- Minto, Thomas, MN, Captain
- Ship histories and stories, WWII operations, History - WW2
- RAN Ships
- HMAS Platypus, HMAS Swan II, AHS Manunda
- June 2002 edition of the Naval Historical Review (all rights reserved)
We had no further time to see what was happening in the harbour as we were fully extended getting the wounded on board, sounding ship and getting things working again. The near miss had cut all the fire mains with flying shrapnel and water was pouring out all over the gangway and approaches. We shut down whilst the Engineers made temporary repairs to stop the worst of the holes, but it had to be turned on again on two occasions to put out fires.
What had been a well appointed lounge on `B’ Deck was stripped absolutely bare and only debris remained. A grand piano could be recognised only by some wire. Steel bulkheads were blown out and pierced in dozens of places, steel decks blown up and blown down. The Medical Officers’ Quarters were wiped out.
On `C’ Deck, the Purser’s Office could be recognised by the safe and some papers; bathrooms were reduced to porcelain chips, and blocks of cabins levelled where the Nurses had lived.
On `D’ Deck, heavy pillars were driven downwards. Overhead lighting in what was once a First Class Dining Saloon was just hanging in a mixture of wood and plaster.
On the Promenade Deck heavy glass windows of an inch in thickness were just vacant frames. The glass was everywhere.
On the Bridge the after end was blown away along with all our wireless equipment such as D.F. and Echo Sounder and the Chartroom was adrift and ready to break up. The compasses were all to hell.
All this damage was checked up later. Meanwhile we discovered that HMAS Swan had been hit, and was on fire aft and beached. Barossa was on fire, and became a total loss. The wharf was burning fiercely. We kept going all that day with one more alarm, but darkness fell at last and gave us some safety.

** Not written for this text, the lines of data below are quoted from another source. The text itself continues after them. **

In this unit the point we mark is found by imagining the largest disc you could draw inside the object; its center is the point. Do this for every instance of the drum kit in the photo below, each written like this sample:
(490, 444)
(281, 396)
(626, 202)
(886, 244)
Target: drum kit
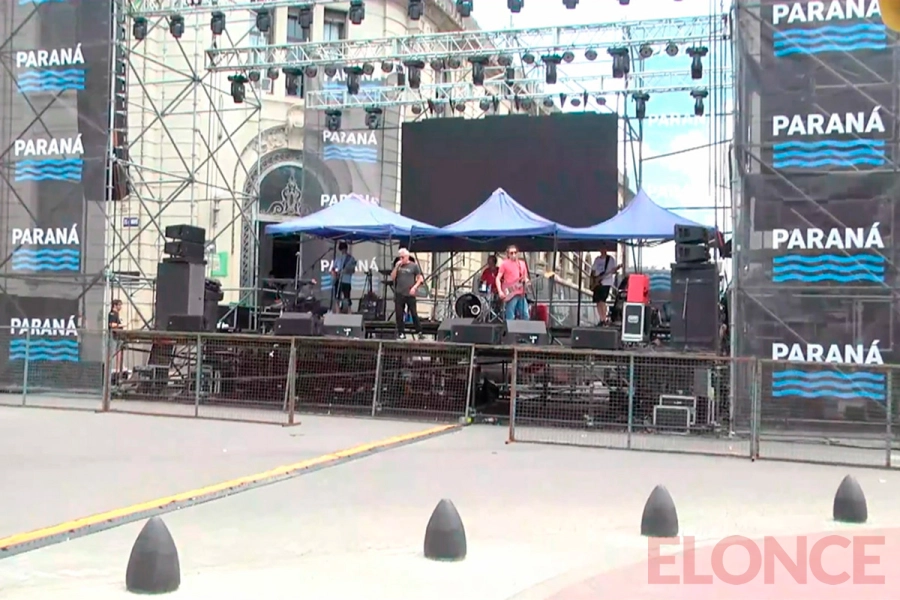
(484, 306)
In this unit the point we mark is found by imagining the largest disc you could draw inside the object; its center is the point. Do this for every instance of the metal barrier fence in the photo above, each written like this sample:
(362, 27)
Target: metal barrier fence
(812, 412)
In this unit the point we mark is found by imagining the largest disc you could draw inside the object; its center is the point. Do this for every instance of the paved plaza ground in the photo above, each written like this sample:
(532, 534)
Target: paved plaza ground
(540, 520)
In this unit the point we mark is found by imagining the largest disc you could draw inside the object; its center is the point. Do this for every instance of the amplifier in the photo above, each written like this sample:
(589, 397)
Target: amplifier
(488, 334)
(595, 338)
(533, 333)
(297, 324)
(338, 325)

At 0.30am on Friday the 20th, I interviewed Colonel Donaldson and asked him how many bodies he had for burial. He told me `fifteen’ and he expected a few more by daylight. HMAS Platypus, which had acted as a signal ship during our stay, was still afloat and at 1 am 20th February I sent the following message which Platypus received:
‘From Master Manunda to Naval Control. A launch will leave this vessel’s side at 0730 today Friday with fifteen bodies for burial. Please make the necessary transport arrangements from wharf’.

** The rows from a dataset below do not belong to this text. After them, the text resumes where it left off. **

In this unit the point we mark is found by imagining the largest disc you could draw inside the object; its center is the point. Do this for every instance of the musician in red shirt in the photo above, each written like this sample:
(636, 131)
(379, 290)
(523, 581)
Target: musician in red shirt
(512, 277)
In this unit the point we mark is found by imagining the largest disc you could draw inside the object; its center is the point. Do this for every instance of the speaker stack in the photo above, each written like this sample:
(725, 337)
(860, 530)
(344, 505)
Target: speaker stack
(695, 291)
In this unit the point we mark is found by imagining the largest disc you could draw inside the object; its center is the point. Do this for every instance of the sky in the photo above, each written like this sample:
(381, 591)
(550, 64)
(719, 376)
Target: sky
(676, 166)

The launch actually left at 0800 with nineteen bodies and six orderlies to land them. The bodies were laid out on the ground in front of the Naval Signal Station. They were only wrapped in sheets or blankets as they were to be buried.
At 2000 hrs that night, after twelve hours under a tropical summer sun the bodies were still there. We were then informed that we were to take the bodies on board again and bury them at sea.
At 2030 we were told that we would not be required to take the bodies on as they had been disposed of. I did not ask any further questions.
On the morning of the 20th, the Fourth Officer was sent ashore with the list of crew deaths and injured, also a statement that though the ship was badly damaged she was considered seaworthy. The number of empty cots still available was also given, with a request for additional military personnel to replace the killed and injured, if it was decided to fill up all vacant cots.
We commenced embarking 190 wounded and sick on the afternoon of the 20th and sailed at 2330 hrs.
Despite the fact that the compasses were misbehaving in a shocking way, the 2nd Officer injured with shrapnel, the 3rd officer dead and the 4th officer on duty with a flesh wound, we managed along. An injured Naval Reserve Officer came to our aid and stood a watch to Fremantle.
The military personnel had a watching brief until the first bomb on the ship, but after that they worked all hours that God sent, treating the terrible wounds and burns, and never a moment to themselves for hours on end. All ranks that I saw did a great job of work, particularly the nurses, of whom one was killed and one seriously injured. Orderlies manned the bellows to the smoke helmets and helped fight the fires.